Sinais

"Outros Sinais" nas manhãs da TSF, com a marca de água de sempre: anotação pessoalíssima do andar dos dias, dos paradoxos, das mais perturbadoras singularidades. Todas as manhãs, num minuto, Fernando Alves continua um combate corpo a corpo com as imagens, as palavras, as ideias, os rumores que dão vento à atualidade.
De segunda a sexta, às 08h55, com repetição às 14h10.

Sossego

Juan Cruz, fundador do El Pais, um dos meus heróis deste ofício antigo, conversa com o catalão Lorenzo Milá, grande comunicador de televisão com muito mundo andado. Ambos mergulharam no ruído do mundo e sabem e privilegiam o valor do sossego, não da modorra abstinente ou da indiferença social, mas da lentidão que observa e interroga.

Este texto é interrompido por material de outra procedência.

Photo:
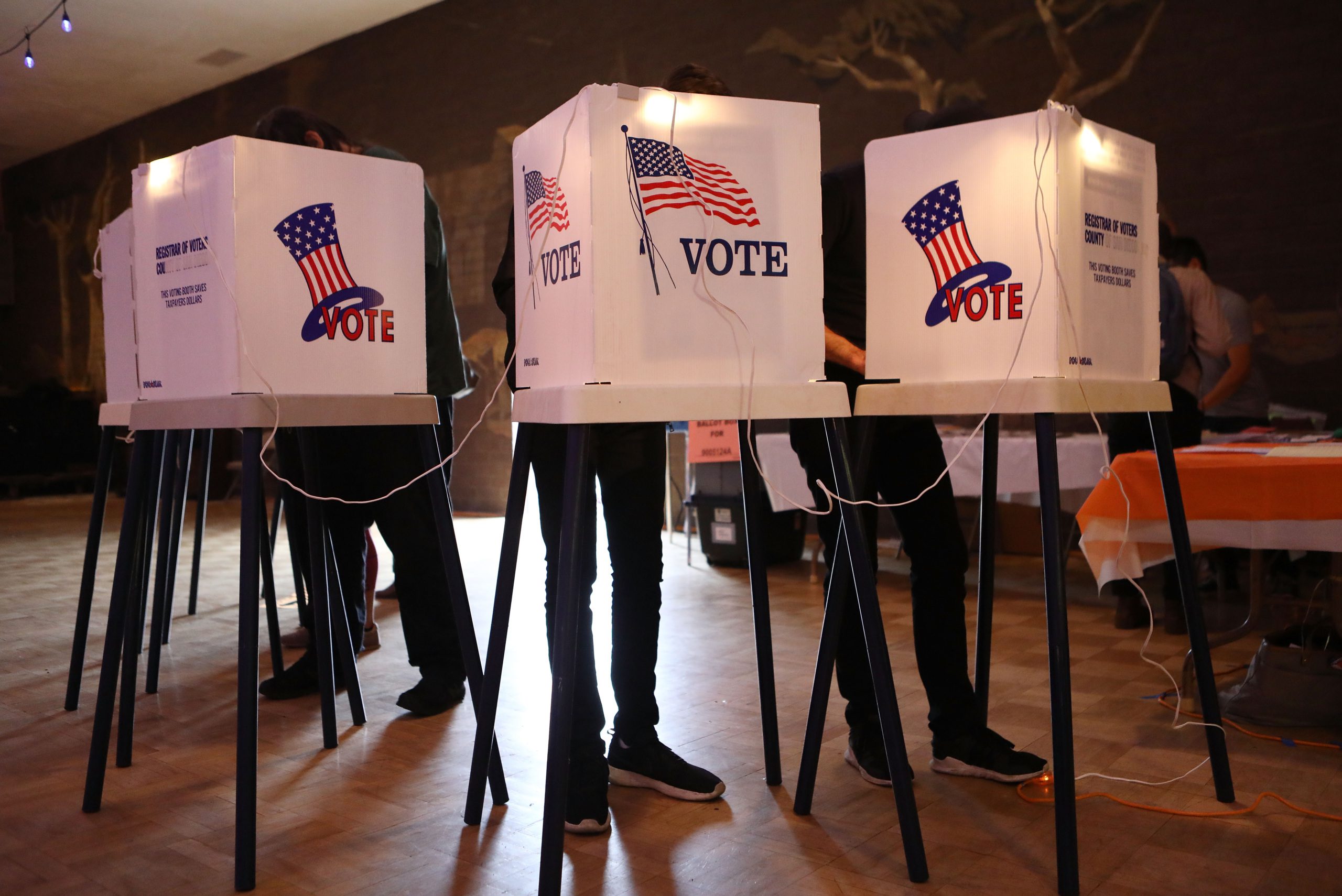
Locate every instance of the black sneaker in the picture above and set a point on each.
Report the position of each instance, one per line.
(587, 811)
(654, 765)
(437, 693)
(866, 753)
(986, 754)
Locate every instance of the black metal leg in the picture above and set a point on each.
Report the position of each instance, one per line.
(837, 596)
(202, 505)
(321, 593)
(267, 581)
(562, 653)
(187, 440)
(118, 611)
(343, 640)
(987, 569)
(1192, 609)
(442, 501)
(1059, 660)
(253, 533)
(878, 655)
(488, 699)
(86, 583)
(168, 483)
(757, 561)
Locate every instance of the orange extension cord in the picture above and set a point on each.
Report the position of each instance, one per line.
(1046, 780)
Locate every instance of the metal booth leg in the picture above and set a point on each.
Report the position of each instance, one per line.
(488, 701)
(85, 608)
(118, 614)
(1059, 662)
(1211, 705)
(837, 596)
(757, 561)
(248, 597)
(202, 505)
(878, 655)
(562, 655)
(987, 569)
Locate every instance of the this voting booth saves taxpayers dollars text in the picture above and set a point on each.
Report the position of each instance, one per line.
(621, 250)
(118, 317)
(266, 264)
(953, 258)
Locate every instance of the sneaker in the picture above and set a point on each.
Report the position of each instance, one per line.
(655, 766)
(587, 809)
(438, 691)
(986, 754)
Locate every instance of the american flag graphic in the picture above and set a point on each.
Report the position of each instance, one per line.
(670, 179)
(310, 236)
(938, 224)
(545, 203)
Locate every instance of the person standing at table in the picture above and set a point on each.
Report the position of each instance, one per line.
(630, 461)
(906, 458)
(404, 519)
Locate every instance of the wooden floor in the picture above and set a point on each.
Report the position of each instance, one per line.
(382, 813)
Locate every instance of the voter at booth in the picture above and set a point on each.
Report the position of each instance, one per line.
(906, 458)
(630, 461)
(361, 463)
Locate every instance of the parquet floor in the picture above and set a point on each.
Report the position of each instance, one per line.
(382, 813)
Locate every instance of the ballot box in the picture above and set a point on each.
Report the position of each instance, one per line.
(269, 267)
(662, 236)
(967, 224)
(118, 315)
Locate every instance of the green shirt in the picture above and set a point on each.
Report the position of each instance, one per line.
(442, 336)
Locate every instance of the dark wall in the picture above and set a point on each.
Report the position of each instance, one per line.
(1240, 99)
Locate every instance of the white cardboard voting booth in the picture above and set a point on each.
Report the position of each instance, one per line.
(118, 315)
(259, 262)
(624, 230)
(953, 258)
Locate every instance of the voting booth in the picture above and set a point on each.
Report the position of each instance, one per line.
(955, 255)
(265, 266)
(639, 211)
(118, 314)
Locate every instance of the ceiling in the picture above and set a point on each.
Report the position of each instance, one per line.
(125, 58)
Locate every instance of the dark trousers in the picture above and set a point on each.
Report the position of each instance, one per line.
(906, 458)
(359, 463)
(630, 461)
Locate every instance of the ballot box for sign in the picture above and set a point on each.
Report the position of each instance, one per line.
(269, 267)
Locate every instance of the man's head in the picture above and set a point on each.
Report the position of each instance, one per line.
(693, 78)
(298, 126)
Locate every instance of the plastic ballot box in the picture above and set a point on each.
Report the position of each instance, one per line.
(264, 266)
(661, 236)
(961, 233)
(118, 315)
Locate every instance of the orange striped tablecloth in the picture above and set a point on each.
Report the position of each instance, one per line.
(1231, 501)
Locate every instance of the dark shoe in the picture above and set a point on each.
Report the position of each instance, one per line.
(655, 766)
(986, 754)
(438, 691)
(298, 681)
(586, 809)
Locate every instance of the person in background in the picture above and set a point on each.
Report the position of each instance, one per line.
(630, 461)
(1233, 394)
(1206, 334)
(404, 519)
(906, 458)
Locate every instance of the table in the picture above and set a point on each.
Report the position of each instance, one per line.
(1044, 399)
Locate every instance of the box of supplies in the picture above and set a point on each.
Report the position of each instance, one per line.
(961, 246)
(118, 315)
(661, 236)
(264, 266)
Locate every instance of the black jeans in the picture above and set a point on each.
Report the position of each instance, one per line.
(359, 463)
(630, 461)
(906, 458)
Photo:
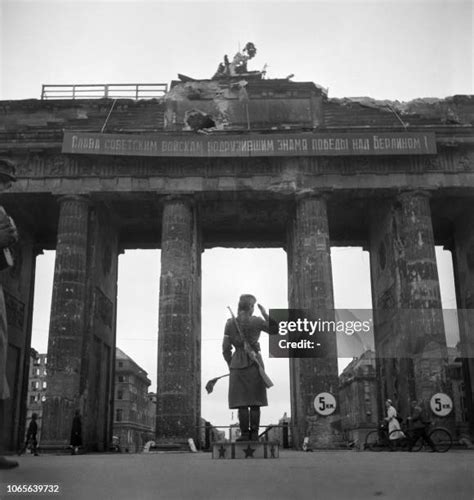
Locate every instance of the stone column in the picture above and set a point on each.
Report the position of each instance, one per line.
(67, 325)
(18, 287)
(179, 335)
(464, 277)
(310, 287)
(410, 341)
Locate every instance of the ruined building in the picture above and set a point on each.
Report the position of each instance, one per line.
(235, 161)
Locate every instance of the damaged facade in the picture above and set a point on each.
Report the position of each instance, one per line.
(223, 180)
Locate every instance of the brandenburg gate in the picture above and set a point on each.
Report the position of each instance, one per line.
(233, 162)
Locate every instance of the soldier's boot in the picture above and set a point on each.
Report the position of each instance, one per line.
(244, 424)
(254, 422)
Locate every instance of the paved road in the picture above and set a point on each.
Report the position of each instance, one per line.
(294, 476)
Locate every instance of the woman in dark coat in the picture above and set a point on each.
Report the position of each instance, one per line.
(76, 432)
(247, 391)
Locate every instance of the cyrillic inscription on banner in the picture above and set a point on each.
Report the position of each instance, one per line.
(249, 145)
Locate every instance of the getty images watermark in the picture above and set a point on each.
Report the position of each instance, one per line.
(347, 333)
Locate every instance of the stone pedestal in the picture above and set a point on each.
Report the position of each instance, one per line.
(310, 287)
(82, 326)
(410, 341)
(179, 335)
(246, 450)
(464, 276)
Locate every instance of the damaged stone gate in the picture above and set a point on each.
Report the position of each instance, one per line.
(234, 161)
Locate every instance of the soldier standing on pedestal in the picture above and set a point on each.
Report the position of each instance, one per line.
(247, 390)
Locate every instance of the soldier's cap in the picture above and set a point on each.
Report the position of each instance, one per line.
(7, 169)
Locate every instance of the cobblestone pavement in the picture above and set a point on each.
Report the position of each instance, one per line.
(294, 476)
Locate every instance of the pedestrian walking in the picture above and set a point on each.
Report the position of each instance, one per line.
(31, 441)
(8, 236)
(394, 430)
(76, 433)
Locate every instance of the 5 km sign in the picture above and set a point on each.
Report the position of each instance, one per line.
(325, 403)
(441, 404)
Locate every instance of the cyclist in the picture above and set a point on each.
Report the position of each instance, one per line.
(419, 424)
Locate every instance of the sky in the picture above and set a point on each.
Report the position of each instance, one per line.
(398, 50)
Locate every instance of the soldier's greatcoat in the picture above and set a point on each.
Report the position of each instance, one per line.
(246, 386)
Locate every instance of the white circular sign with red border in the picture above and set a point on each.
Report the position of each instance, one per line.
(441, 404)
(325, 403)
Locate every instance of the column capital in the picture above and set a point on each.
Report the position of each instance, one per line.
(321, 194)
(188, 199)
(410, 193)
(82, 198)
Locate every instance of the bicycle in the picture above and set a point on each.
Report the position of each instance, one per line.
(440, 437)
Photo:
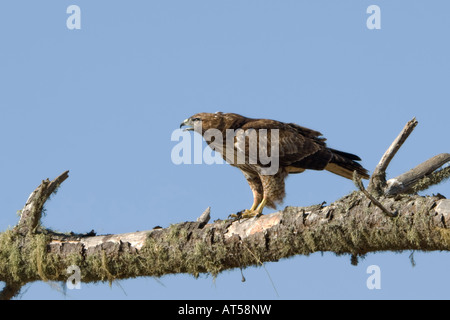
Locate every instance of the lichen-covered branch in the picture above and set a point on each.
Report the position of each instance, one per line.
(351, 225)
(357, 224)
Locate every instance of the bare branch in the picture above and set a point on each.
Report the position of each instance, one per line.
(378, 179)
(32, 211)
(421, 177)
(358, 182)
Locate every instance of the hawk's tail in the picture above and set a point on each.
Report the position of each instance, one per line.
(343, 164)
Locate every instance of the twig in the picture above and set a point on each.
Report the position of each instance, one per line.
(10, 291)
(378, 179)
(358, 182)
(32, 211)
(421, 177)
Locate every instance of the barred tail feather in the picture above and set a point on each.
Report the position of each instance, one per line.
(344, 166)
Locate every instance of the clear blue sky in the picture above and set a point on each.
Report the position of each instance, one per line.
(103, 101)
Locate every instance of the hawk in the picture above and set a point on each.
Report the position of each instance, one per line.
(291, 147)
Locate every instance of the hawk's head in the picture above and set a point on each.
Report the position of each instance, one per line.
(203, 121)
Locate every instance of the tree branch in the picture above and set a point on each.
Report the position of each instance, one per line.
(356, 225)
(32, 211)
(421, 177)
(378, 180)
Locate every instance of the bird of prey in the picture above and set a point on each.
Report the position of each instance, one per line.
(291, 147)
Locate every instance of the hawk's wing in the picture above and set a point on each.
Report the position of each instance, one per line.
(297, 146)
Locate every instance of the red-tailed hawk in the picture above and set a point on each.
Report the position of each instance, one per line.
(267, 151)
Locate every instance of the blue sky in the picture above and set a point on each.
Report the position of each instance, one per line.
(104, 100)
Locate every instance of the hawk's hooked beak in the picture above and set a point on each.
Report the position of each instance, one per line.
(187, 123)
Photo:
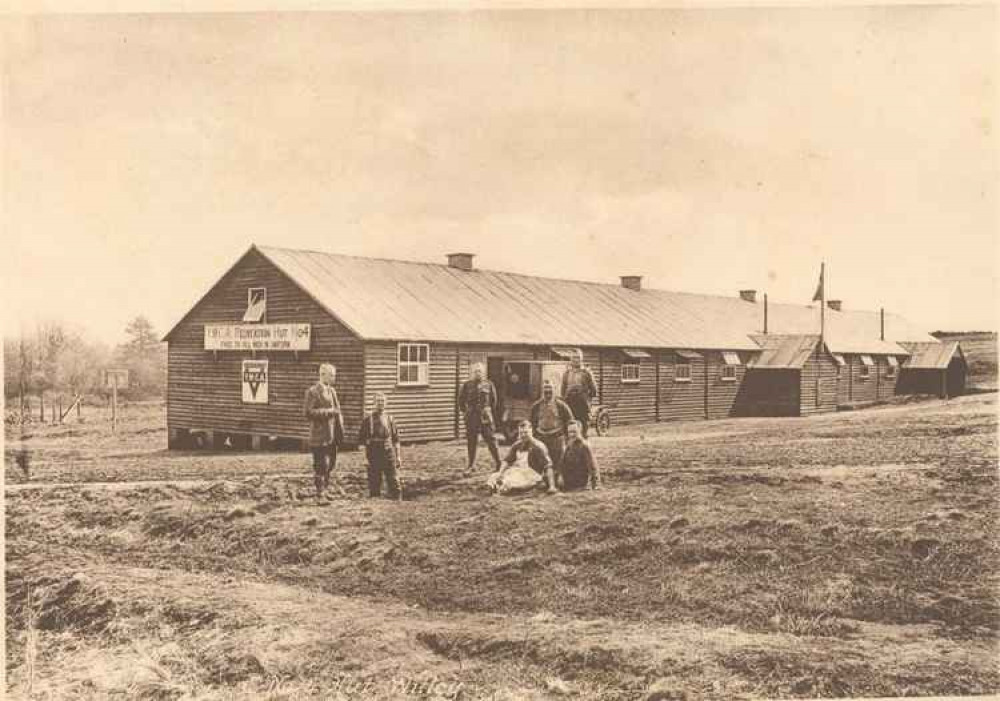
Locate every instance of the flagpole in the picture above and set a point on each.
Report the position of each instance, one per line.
(822, 303)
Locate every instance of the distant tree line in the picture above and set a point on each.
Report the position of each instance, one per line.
(58, 362)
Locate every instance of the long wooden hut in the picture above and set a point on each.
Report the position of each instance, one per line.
(242, 357)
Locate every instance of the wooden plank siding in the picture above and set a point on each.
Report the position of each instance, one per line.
(679, 400)
(844, 382)
(204, 388)
(886, 384)
(860, 390)
(720, 394)
(422, 413)
(921, 381)
(818, 383)
(630, 403)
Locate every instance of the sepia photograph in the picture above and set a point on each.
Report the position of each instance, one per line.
(492, 351)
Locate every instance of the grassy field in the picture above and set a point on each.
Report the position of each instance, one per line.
(843, 555)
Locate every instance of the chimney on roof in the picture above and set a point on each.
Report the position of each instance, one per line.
(462, 261)
(632, 282)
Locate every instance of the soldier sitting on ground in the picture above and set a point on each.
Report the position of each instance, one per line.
(527, 451)
(578, 468)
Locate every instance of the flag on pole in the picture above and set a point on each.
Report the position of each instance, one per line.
(818, 297)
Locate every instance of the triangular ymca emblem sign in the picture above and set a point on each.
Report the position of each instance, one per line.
(255, 381)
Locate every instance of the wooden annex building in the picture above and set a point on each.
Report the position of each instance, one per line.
(241, 359)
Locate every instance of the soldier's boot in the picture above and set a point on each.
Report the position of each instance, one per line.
(550, 479)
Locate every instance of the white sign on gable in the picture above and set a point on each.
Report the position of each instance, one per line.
(254, 382)
(262, 337)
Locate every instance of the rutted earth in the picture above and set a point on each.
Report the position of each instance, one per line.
(843, 555)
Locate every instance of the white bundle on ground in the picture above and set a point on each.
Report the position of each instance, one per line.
(513, 480)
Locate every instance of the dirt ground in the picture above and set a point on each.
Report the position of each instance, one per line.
(851, 554)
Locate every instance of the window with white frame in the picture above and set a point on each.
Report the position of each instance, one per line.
(256, 304)
(730, 362)
(413, 364)
(865, 370)
(890, 372)
(630, 373)
(682, 371)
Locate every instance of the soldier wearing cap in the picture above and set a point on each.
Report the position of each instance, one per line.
(579, 468)
(579, 389)
(550, 417)
(326, 428)
(381, 441)
(477, 400)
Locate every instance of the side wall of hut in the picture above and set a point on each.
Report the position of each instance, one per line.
(681, 400)
(819, 383)
(632, 402)
(861, 389)
(888, 377)
(720, 392)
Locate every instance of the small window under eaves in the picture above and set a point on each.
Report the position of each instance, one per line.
(256, 304)
(730, 358)
(566, 353)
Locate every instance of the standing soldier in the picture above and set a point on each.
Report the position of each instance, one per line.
(477, 401)
(550, 418)
(381, 441)
(326, 428)
(579, 388)
(578, 468)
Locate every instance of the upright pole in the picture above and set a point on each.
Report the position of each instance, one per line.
(114, 403)
(822, 304)
(765, 313)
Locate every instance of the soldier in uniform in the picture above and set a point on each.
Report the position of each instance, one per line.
(477, 401)
(326, 428)
(550, 417)
(579, 388)
(578, 468)
(531, 452)
(381, 441)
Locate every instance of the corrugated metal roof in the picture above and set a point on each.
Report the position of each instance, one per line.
(391, 299)
(783, 352)
(930, 356)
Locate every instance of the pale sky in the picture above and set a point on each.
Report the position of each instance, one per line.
(708, 150)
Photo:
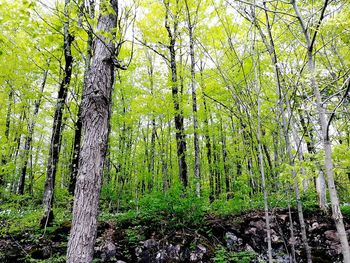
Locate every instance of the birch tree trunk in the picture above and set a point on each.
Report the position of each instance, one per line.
(190, 25)
(95, 118)
(179, 118)
(328, 162)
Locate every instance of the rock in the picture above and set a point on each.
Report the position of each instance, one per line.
(232, 241)
(150, 243)
(198, 254)
(331, 235)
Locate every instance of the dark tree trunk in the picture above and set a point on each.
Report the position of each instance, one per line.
(55, 144)
(78, 125)
(29, 137)
(95, 118)
(179, 119)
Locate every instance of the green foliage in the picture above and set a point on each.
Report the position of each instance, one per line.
(345, 209)
(224, 256)
(53, 259)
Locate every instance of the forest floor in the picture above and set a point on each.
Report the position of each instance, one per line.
(217, 239)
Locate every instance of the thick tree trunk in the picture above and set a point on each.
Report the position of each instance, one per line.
(78, 124)
(328, 162)
(29, 137)
(55, 143)
(95, 118)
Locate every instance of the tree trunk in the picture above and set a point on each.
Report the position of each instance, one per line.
(7, 133)
(95, 118)
(179, 119)
(328, 162)
(55, 143)
(29, 137)
(78, 124)
(208, 143)
(197, 176)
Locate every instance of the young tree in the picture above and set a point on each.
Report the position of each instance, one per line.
(324, 124)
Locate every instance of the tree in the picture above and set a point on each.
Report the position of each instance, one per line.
(95, 118)
(55, 144)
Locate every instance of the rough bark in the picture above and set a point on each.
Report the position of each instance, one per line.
(328, 162)
(95, 118)
(179, 119)
(78, 124)
(55, 143)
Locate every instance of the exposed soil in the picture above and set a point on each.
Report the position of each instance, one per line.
(162, 242)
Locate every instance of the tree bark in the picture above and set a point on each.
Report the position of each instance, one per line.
(78, 124)
(7, 133)
(95, 118)
(328, 162)
(29, 137)
(179, 119)
(197, 176)
(55, 144)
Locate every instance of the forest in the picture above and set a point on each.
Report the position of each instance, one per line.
(208, 131)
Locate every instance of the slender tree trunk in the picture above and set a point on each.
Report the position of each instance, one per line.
(262, 170)
(7, 133)
(197, 176)
(29, 137)
(328, 162)
(320, 183)
(208, 143)
(55, 143)
(95, 118)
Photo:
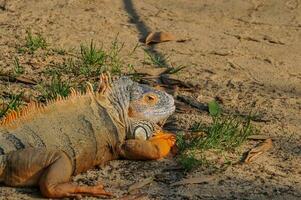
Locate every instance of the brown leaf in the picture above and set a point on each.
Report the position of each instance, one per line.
(17, 79)
(258, 137)
(258, 150)
(157, 37)
(195, 180)
(135, 197)
(155, 72)
(140, 184)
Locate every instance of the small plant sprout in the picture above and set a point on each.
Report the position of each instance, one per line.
(224, 133)
(18, 69)
(56, 88)
(14, 104)
(34, 42)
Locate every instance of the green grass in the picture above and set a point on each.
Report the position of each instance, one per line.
(14, 104)
(34, 42)
(55, 88)
(92, 56)
(18, 69)
(224, 134)
(155, 59)
(114, 61)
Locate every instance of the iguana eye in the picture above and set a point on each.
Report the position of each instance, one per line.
(140, 133)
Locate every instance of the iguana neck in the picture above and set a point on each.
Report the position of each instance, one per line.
(119, 98)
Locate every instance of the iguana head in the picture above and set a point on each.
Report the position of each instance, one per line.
(137, 101)
(150, 104)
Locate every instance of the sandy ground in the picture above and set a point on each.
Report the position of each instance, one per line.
(248, 53)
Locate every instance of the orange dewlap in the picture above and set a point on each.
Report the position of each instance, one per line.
(155, 148)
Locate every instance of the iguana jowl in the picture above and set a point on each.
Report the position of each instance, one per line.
(44, 146)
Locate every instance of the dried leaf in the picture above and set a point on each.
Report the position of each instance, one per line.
(17, 79)
(193, 103)
(194, 180)
(258, 150)
(172, 80)
(258, 137)
(25, 80)
(157, 37)
(135, 197)
(140, 184)
(156, 72)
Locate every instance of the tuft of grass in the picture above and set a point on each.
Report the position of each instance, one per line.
(225, 133)
(18, 69)
(189, 161)
(113, 58)
(14, 104)
(34, 42)
(92, 56)
(56, 88)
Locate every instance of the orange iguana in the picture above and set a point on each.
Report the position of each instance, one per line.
(45, 145)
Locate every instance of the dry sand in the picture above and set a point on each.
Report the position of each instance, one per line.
(248, 53)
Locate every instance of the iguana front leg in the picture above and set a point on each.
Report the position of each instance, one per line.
(50, 169)
(155, 148)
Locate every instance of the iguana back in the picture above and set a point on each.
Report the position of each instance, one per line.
(80, 126)
(45, 145)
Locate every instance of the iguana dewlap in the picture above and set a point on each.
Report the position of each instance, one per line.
(44, 146)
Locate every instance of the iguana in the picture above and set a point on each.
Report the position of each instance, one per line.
(46, 145)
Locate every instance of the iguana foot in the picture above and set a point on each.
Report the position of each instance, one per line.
(50, 169)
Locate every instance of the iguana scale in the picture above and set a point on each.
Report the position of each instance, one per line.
(46, 145)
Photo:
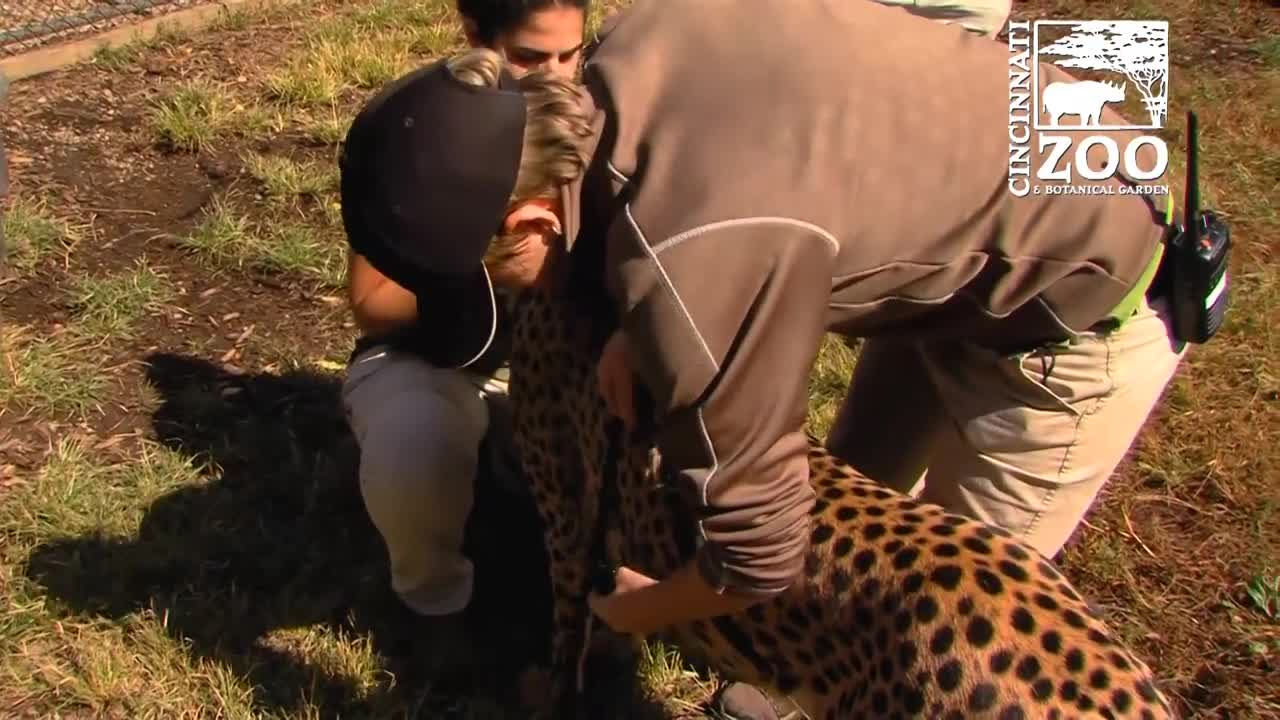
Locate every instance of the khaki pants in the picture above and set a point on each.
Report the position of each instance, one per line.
(983, 17)
(1024, 441)
(420, 431)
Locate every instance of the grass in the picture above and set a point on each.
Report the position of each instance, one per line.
(193, 114)
(50, 376)
(232, 238)
(110, 306)
(33, 233)
(220, 565)
(284, 177)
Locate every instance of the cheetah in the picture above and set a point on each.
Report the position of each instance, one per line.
(904, 610)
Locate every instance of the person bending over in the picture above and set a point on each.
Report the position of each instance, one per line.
(424, 384)
(737, 201)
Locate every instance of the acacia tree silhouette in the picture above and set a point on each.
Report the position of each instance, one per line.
(1138, 50)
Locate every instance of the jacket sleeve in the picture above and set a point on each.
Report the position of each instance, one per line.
(723, 326)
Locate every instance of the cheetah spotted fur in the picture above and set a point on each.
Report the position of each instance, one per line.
(904, 610)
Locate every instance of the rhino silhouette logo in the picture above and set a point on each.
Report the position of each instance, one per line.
(1084, 99)
(1129, 55)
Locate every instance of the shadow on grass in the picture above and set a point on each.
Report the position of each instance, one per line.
(279, 540)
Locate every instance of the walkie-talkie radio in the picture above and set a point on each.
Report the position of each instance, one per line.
(1198, 250)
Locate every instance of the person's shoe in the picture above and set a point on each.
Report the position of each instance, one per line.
(740, 701)
(440, 645)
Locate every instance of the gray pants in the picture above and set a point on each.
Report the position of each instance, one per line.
(420, 431)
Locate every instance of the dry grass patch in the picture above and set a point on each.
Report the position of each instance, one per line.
(33, 233)
(283, 177)
(196, 113)
(48, 376)
(229, 237)
(109, 306)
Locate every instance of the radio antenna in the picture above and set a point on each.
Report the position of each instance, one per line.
(1192, 210)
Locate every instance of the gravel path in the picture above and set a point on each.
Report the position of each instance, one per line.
(26, 24)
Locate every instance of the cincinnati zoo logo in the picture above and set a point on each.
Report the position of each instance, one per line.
(1110, 63)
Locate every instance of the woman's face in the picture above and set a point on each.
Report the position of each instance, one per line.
(549, 40)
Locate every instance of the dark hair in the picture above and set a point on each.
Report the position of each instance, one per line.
(497, 17)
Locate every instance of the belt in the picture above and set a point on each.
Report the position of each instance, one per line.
(1144, 287)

O ruído de que se distanciam é o da futilidade soez, o da comunicação leve, tão leve que se faz leviana. "Houve uma explosão de comunicação da ligeireza", observa Lorenzo Milá, e essa comunicação é muitas vezes "frívola, agressiva, ofensiva". Andam os ecrãs inundados de sorrisos que ofendem.

É de política que falam? Sim, claro. Diz o catalão: "Nas democracias, éramos capazes de conviver pensando diferentemente. Entretanto, foi sendo produzida e foi vingando uma linguagem em que vale tudo e que produz o embrutecimento das sociedades actuais."

Milá foi correspondente da televisão espanhola nos Estados Unidos, há aqui links inevitáveis para a pegada da tropa fandanga do trumpismo na linguagem dominante.

A conversa com Juan Cruz corre, nesse sossego acutilante que vem da sabedoria e da percepção do grande ruído do mundo.

Que nos cabe fazer? - parece perguntar Cruz. De que modo poderemos fazer triunfar o sossego? O outro responde: "Teremos de regressar à base da profissão. Perguntar. Perguntar a quem sabe e não a quem possa convir."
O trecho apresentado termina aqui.